Hulu Sungai Selatan Kalsel (ANTARA) - Wakil Ketua DPRD Kalimantan Selatan (Kalsel) H Kartoyo SM mengajak warga masyarakat di provinsinya membangun karakter berjiwa Ideologi Pancasila.
"Membangun karakter berjiwa Pancasila antara lain menghidupkan semangat Pancasila sebagai pedoman hidup dalam keseharian," ujar Kartoyo saat Sosialisasi Revitalisasi dan Aktualisasi Nilai Nilai Pancasila (Sosrev) di Kecamatan Kandangan, Kabupaten Hulu Sungai Selatan (HSS), Jumat.

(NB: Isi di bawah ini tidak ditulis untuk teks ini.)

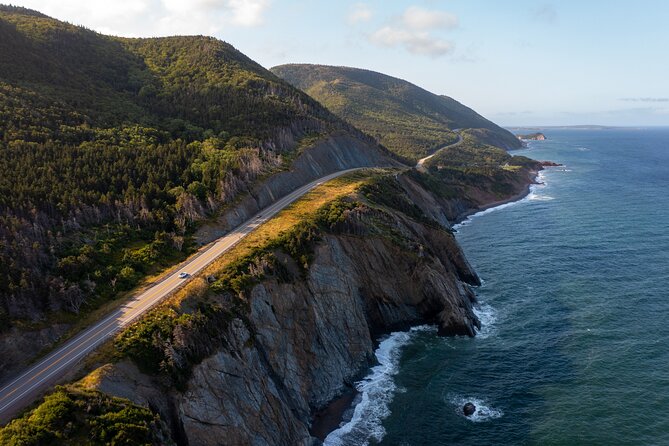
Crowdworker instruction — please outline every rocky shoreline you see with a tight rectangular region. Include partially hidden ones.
[312,165,561,441]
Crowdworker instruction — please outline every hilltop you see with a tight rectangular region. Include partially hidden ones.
[271,64,521,161]
[0,6,386,377]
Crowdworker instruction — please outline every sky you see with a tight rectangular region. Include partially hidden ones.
[9,0,669,126]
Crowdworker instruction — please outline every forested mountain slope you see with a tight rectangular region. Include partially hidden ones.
[0,6,384,342]
[272,64,521,160]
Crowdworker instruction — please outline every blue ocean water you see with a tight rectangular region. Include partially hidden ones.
[326,129,669,446]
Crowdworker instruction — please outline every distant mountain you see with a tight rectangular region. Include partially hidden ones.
[271,64,520,160]
[0,5,380,330]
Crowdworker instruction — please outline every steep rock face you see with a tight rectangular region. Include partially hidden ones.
[94,180,479,445]
[195,133,399,244]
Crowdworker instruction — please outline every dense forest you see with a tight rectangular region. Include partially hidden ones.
[272,64,520,162]
[0,6,366,330]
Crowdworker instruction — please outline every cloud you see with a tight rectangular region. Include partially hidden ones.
[620,97,669,102]
[369,6,458,57]
[370,26,454,56]
[17,0,272,37]
[532,3,558,24]
[227,0,269,26]
[402,6,459,31]
[348,3,374,24]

Wakil rakyat dari Partai Nasdem itu menekankan pentingnya penerapan nilai Pancasila guna membentengi diri dari ideologi yang tidak sejalan dengan budaya bangsa Indonesia.
"Pancasila bukan hanya slogan, tetapi pedoman hidup yang harus diterapkan dalam keseharian masyarakat," tegasnya di hadapan warga masyarakat. Desa Sungai Paring (sekitar 135 km timur laut Banjarmasin), Kandangan, HSS.

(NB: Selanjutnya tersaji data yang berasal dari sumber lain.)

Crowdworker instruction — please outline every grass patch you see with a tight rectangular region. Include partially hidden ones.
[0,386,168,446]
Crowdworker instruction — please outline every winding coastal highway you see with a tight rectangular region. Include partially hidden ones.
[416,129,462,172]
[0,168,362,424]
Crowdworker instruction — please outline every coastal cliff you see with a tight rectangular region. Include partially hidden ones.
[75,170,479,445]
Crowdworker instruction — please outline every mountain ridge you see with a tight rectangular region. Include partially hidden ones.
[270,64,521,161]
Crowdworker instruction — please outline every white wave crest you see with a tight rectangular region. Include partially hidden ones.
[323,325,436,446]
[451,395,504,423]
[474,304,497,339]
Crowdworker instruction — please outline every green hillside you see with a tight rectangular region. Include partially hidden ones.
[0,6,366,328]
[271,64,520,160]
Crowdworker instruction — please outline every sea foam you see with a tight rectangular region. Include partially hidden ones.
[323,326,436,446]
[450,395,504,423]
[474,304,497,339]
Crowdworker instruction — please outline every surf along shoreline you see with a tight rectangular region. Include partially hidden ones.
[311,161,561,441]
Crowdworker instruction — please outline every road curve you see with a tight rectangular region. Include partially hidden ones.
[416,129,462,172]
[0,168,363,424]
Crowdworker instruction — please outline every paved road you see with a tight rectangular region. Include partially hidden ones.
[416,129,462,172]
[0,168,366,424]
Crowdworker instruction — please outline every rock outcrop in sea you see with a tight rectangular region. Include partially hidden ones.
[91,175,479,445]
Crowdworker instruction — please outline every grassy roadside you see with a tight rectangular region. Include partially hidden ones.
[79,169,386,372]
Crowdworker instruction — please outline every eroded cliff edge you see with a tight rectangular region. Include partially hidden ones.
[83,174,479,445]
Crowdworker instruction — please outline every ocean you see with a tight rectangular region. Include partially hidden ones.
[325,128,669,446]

Menurut wakil rakyat asal daerah pemilihan Kalsel IV/Kabupaten Tapin, HSS dan Kabupaten Hulu Sungai Tengah (HST) itu, perlu pengaplikasian nilai-nilai Pancasila di tengah-tengah masyarakat.
"Aplikasi nilai-nilai Pancasila itu penting guna membentengi jangan sampai ada ideologi-ideologi yang kurang pas dengan kebudayaan kita, misalkan radikalisme. Jadi sudah terbentengi karena memang nilai-nilai Pancasila ini membentengi dalam kehidupan kita sehari-hari,” ujarnya.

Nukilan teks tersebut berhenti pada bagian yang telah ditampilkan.